Il saisit une large feuille de papier dans un cartonnier placé près de la fenêtre, et, s'asseyant en bonne lumière, il se mit à dessiner une tête de femme, au caprice du crayon, sans autre idée nette que de s'occuper, de fuir ce néant du rien-à-faire.
Mais, soudain, d'un geste furieux, il brisa contre le papier la pointe de son crayon qui vint frapper la vitre avec un bruit argentin.
Non! Il en avait assez, à la fin, de tracer des petites lignes, d'écraser du noir sur du blanc, de s'appliquer aux reliefs, de tenir compte de la perspective, de s'acharner à ce nez, à cette bouche, à ces yeux de femme—à ces attraits en mine de plomb, qui n'étaient rien, rien du tout, il le savait bien, lui Mareuil, auprès d'un vrai visage de femme tendu de peau vivante et parfumée.
Alors, il ouvrit un journal, et, du regard, courut à la recherche d'un écho, d'une annonce qui lui fournirait le moyen de terminer cette infernale après-midi.
Il lut que, ce jour-là, avait lieu la dernière réunion du Concours Hippique; et en même temps, il revit l'entassement de dames élégantes parmi les uniformes clairs et les fanfares de chasse, toute la brillante assemblée qui devait s'agiter, sous le soleil printanier, dans la grande nef sonore.
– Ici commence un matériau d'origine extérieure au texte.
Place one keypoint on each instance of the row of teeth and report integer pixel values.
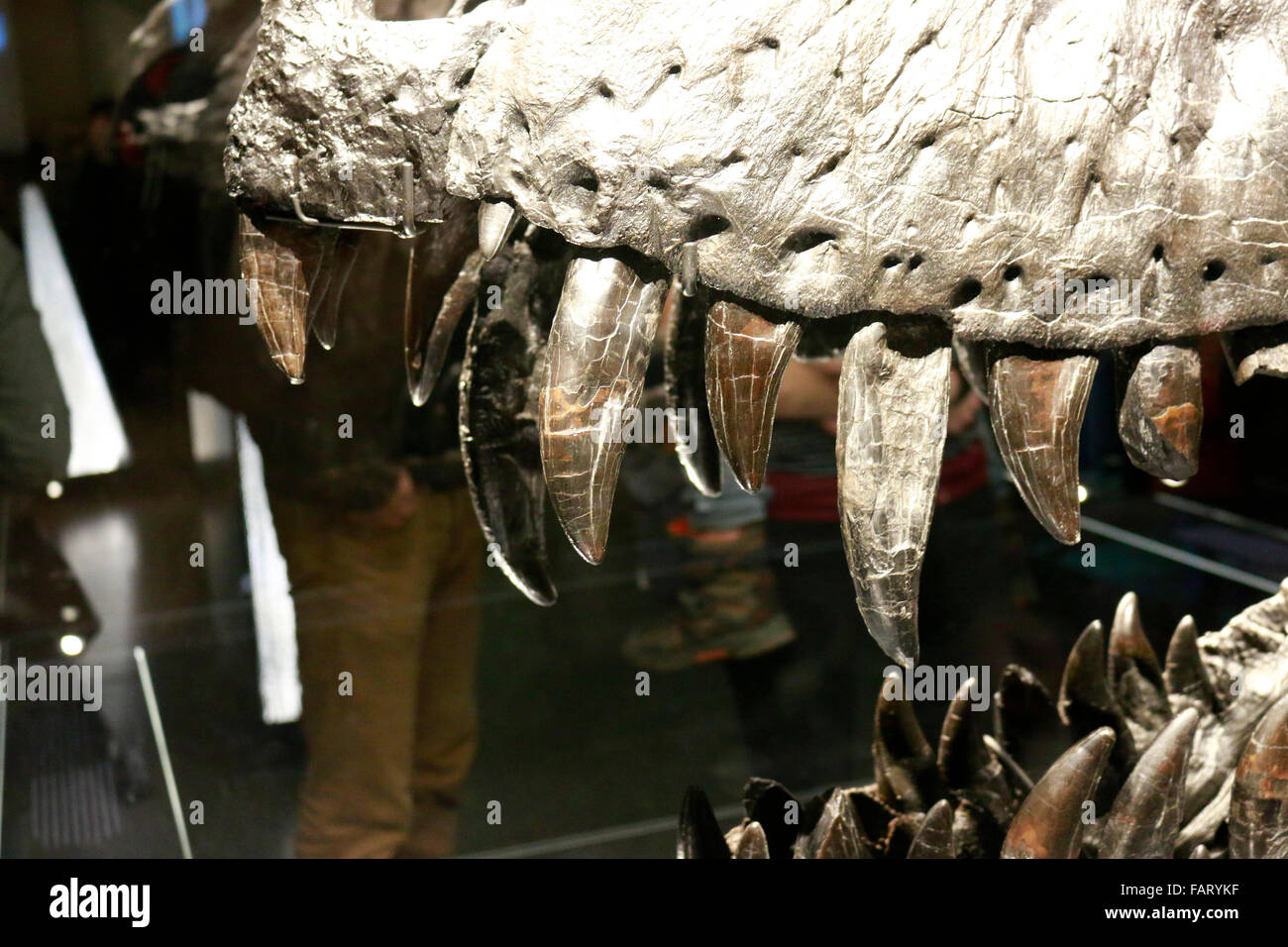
(892, 420)
(1147, 740)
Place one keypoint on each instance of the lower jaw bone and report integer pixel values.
(597, 351)
(892, 421)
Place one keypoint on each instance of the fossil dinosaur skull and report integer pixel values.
(1164, 755)
(905, 182)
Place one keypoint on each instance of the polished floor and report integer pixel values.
(580, 763)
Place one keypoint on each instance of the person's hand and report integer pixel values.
(397, 510)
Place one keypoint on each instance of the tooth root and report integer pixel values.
(973, 365)
(752, 843)
(1016, 774)
(1025, 720)
(686, 389)
(425, 347)
(326, 317)
(279, 262)
(599, 347)
(496, 223)
(837, 834)
(1160, 408)
(1258, 800)
(935, 836)
(1257, 351)
(907, 777)
(1146, 815)
(1134, 677)
(1185, 674)
(690, 268)
(1048, 823)
(1037, 405)
(965, 764)
(892, 420)
(503, 354)
(746, 356)
(699, 832)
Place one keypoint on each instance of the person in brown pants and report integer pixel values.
(387, 634)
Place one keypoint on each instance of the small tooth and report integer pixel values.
(965, 764)
(1160, 408)
(279, 262)
(425, 352)
(496, 224)
(1048, 823)
(892, 421)
(746, 356)
(699, 832)
(684, 369)
(1086, 701)
(1025, 720)
(1134, 677)
(1146, 815)
(906, 770)
(1019, 779)
(326, 317)
(1185, 674)
(1257, 351)
(690, 268)
(498, 394)
(1258, 801)
(1038, 402)
(935, 836)
(599, 347)
(752, 843)
(837, 834)
(973, 365)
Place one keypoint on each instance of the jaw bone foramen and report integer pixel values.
(949, 162)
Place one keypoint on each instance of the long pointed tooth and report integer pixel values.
(425, 352)
(974, 365)
(965, 764)
(496, 224)
(892, 421)
(906, 771)
(684, 368)
(699, 832)
(1146, 814)
(837, 832)
(1134, 676)
(1025, 720)
(1038, 402)
(746, 356)
(1185, 674)
(1160, 407)
(935, 836)
(326, 317)
(498, 395)
(1257, 351)
(1086, 701)
(1258, 801)
(1050, 823)
(599, 347)
(279, 263)
(752, 843)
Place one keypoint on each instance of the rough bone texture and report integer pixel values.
(953, 157)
«C'est cela!... Je vais y aller», pensa-t-il.
Puis en rangeant ses objets de dessin, il s'avoua: «Si je trouvais là-bas, ce qu'il me faut!... C'est peu probable ... Mais qu'est-ce que je risque?... Et, dès le lendemain ... hé! ce ne serait pas ordinaire!»
Il s'habilla avec soin, comme autrefois aux jours des rendez-vous, et, vers quatre heures, il franchissait le tourniquet du Palais de l'Industrie.